I bùsslanéi, o buslânein, sono biscotti secchi a forma di ciambelllina, del peso di 25-30 gr.ciascuno, tipici della provincia di Piacenza, un tempo venduti soprattutto nei giorni di mercato agli angoli delle piazze.
Gli ambulanti, detti "busslanèr", li portavano in sacchi bianchi freschi di bucato e trattenute da un filo a formare collane di pezzature diverse: da 10 o da 20. Sino agli anni ’70 del ‘900 venivano regalati dai padrini ai cresimandi che li portavano a bandoliera. La lavorazione tradizionale è lunghissima e faticosa: Si cominciava a mezzanotte ad impastare farina, burro, poco zucchero, lievito naturaIe (il lievito madre del pane) ed un pizzico di sale.
Si lasciavano lievitare per almeno un ora, poi erano scottati in acqua bolleate, raffreddati in acqua fredda, e infine messi sulle teglie ed infornati nel forno a legna riscaldato con legna di robinia. La cottura durava circa un’ora. Una volta raffreddati, si passava a confezionare le collane che poi venivano messe nei sacchi e all’aba erano pronte per partire per il mercato.

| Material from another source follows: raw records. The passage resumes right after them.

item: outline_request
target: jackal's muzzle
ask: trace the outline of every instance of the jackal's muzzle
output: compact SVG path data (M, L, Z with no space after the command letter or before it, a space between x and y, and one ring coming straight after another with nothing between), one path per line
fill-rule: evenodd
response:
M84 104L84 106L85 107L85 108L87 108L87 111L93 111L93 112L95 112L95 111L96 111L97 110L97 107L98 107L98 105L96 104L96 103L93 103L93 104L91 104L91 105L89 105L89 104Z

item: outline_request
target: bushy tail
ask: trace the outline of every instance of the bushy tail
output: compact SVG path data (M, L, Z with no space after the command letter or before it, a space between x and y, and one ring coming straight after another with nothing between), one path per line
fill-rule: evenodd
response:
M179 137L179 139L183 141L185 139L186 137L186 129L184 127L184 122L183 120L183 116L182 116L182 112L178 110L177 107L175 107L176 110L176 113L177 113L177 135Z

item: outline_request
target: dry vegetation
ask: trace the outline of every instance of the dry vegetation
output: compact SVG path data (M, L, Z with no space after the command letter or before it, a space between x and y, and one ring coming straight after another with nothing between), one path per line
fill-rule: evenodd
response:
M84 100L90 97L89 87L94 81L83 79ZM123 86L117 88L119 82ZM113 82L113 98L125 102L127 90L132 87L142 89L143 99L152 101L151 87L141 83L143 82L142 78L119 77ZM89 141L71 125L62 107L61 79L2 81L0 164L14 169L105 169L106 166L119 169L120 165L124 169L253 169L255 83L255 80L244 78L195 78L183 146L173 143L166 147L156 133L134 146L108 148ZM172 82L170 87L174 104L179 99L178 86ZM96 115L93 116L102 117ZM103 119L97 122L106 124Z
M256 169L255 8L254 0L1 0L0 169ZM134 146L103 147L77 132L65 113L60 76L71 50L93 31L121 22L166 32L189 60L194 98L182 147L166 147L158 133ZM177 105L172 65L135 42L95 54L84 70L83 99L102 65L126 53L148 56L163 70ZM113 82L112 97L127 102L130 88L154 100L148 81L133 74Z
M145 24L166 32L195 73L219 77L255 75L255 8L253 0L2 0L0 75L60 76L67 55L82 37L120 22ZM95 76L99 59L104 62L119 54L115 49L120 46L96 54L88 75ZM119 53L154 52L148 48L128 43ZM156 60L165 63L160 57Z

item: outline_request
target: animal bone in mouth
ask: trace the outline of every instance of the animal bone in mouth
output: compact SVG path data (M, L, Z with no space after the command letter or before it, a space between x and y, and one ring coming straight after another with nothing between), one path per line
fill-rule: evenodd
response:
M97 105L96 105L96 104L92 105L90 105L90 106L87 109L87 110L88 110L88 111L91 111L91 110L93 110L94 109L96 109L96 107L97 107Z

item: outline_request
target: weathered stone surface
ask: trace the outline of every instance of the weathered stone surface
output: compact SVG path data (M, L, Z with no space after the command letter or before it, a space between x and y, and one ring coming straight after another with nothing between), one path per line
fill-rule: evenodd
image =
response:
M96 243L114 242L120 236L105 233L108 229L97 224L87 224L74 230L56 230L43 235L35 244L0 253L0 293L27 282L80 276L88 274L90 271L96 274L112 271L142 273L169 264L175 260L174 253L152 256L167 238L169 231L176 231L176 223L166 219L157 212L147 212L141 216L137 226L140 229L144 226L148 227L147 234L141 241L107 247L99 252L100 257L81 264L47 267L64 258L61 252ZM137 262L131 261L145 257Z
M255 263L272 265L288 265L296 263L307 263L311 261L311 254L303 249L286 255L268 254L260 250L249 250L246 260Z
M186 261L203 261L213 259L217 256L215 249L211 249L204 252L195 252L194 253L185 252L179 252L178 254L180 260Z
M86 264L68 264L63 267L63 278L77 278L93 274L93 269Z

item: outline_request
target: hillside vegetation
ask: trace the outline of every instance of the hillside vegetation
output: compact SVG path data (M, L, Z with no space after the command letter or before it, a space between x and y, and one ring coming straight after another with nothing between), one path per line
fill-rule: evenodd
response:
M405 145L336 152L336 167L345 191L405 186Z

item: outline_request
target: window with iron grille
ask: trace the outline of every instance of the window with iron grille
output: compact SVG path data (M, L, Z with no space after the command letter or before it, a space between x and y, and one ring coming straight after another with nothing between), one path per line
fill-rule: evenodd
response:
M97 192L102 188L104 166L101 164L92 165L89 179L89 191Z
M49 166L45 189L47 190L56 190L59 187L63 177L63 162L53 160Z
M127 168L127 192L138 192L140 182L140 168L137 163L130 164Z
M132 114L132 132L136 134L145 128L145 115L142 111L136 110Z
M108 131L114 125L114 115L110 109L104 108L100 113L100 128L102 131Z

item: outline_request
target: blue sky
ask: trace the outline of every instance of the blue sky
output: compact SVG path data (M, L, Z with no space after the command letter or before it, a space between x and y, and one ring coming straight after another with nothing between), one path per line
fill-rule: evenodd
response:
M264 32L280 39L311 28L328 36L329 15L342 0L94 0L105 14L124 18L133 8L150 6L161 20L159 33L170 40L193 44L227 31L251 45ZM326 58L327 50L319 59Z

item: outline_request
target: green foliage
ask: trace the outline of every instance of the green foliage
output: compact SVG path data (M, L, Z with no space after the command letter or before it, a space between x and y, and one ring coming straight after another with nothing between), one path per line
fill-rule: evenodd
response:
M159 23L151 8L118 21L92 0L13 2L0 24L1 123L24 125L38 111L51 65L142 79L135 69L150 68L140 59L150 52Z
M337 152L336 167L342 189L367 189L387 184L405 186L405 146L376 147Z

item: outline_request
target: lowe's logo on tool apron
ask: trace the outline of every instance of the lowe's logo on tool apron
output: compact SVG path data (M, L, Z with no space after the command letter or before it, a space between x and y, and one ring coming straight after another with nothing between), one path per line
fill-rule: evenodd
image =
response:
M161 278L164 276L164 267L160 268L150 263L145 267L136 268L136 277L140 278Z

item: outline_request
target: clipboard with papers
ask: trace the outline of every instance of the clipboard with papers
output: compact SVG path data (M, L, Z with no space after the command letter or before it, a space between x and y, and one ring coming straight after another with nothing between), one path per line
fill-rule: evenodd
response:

La lavorazione dei bùsslanei assomiglia molto a quella dei taralli, la quale richiede una scottatura in acqua prima della cottura in forno. Questa lavorazione serviva a rendere le ciambelline friabili e al tempo stesso ne consentiva una lunga conservazione. Un tempo venivano proposte in tre varianti: di sola farina di frumento e acqua, oppure di farina e burro (variante detta “da brodo”) o ancora, le più golose, di farina, burro e zucchero. Ai giorni nostri è sopravvissuta solo quest’ultima e la produzione, per altro molto scarsa, è limitata a San Nicolò dove ha luogo la “Fera dei Buslânein” che si tiene nella prima settimana di giugno. In quest’occasione, negli stand si vendono le ciambelline nella loro confezione tradizionale, cioè infilate a formare lunghe collane.
Pare che queste ciambelline fossero già note ai primi del 1300 e che i monaci della Chiesa di San Savino ne facessero omaggio ai canonici della cattedrale.
Si pensa che il nome derivi dal diminutivo di "bùslan" a sua volta derivato dal termine celtico bés ‘mbesolàt oppure dal latino buccellatum, cioè: pane da trasformare in buccelli (piccoli tozzi). Lo storico piacentino Aldo Ambrogio, data la loro comparsa alla seconda metà del 1700 nella parte alta della Val Tidone. Certo è che la "Real Giunta sopra l’Annona", nel 1764, con un "Avviso" emanato vietava tassativamente l’esportazione “fuori dallo Stato di quantità alcuna, sotto qualsivoglia pretesto…. di ciambelle dette volgarmente Bocciolani di Pianello”.
A fine ‘800 i forni erano nel comune di Pecorara e la vendita si faceva ai mercati settimanali di Pianello, Borgonovo, Castel San Giovanni e Piacenza. Successivamente la produzione si è accentrata nella bassa Val Trebbia a Mamago e La Noce.
La lavorazione alquanto impegnativa e lunga è la causa principale della drastica riduzione della produzione. Tranne alcuni artigiani e pasticcerie che mantengono la ricetta tradizionale, la maggior parte propone una tipologia molto simile a biscotti di mezza frolla. A parte la fiera, la diffusione e quindi il consumo sono gradualmente diminuiti con i passaggi generazionali.
La ricetta, tratta dal libro "400 ricette della cucina Piacentina " della studiosa di tradizioni, folklore e cucina piacentine Carmen Artocchini, prevede per 25 ciambelline:
500g. di farina, 100g. di zucchero, 80g. di burro, 120ml di latte o vino bianco, un pizzico di sale, una buccia di limone grattugiata.
Preparazione.
Preparare un impasto con la farina, zucchero, sale, burro fuso e latte. Una volta ottenuto l’impasto lasciarlo riposare ricoperto da una pellicola per circa 30 minuti. Preparare dei filoncini di circa 15cm. e del diametro di circa 2cm. e unirli attorno a un dito formando una ciambellina. A parte fate scaldare, (non bollire), una capiente pentola piena di acqua, immergere le ciambelline per circa un minuto, poi scolarle e lasciarle riposare su di un asciughino per circa un paio di ore. Dopo cuocerle a forno caldo 180° per 15 minuti, abbassare la temperatura a 160° e continuare la cottura per altri 15 minuti.
Croccanti e friabili, profumano di grano, di burro e di limone. In bocca sono suadenti con lievi note burrose e con un gusto dolce moderato. Sono ideali da abbinare alla Malvasia di Candia passita dei Colli Piacentini. L’abbinamento con il vino è anche il loro abbinamento storico, ma sono buonissime anche nel latte.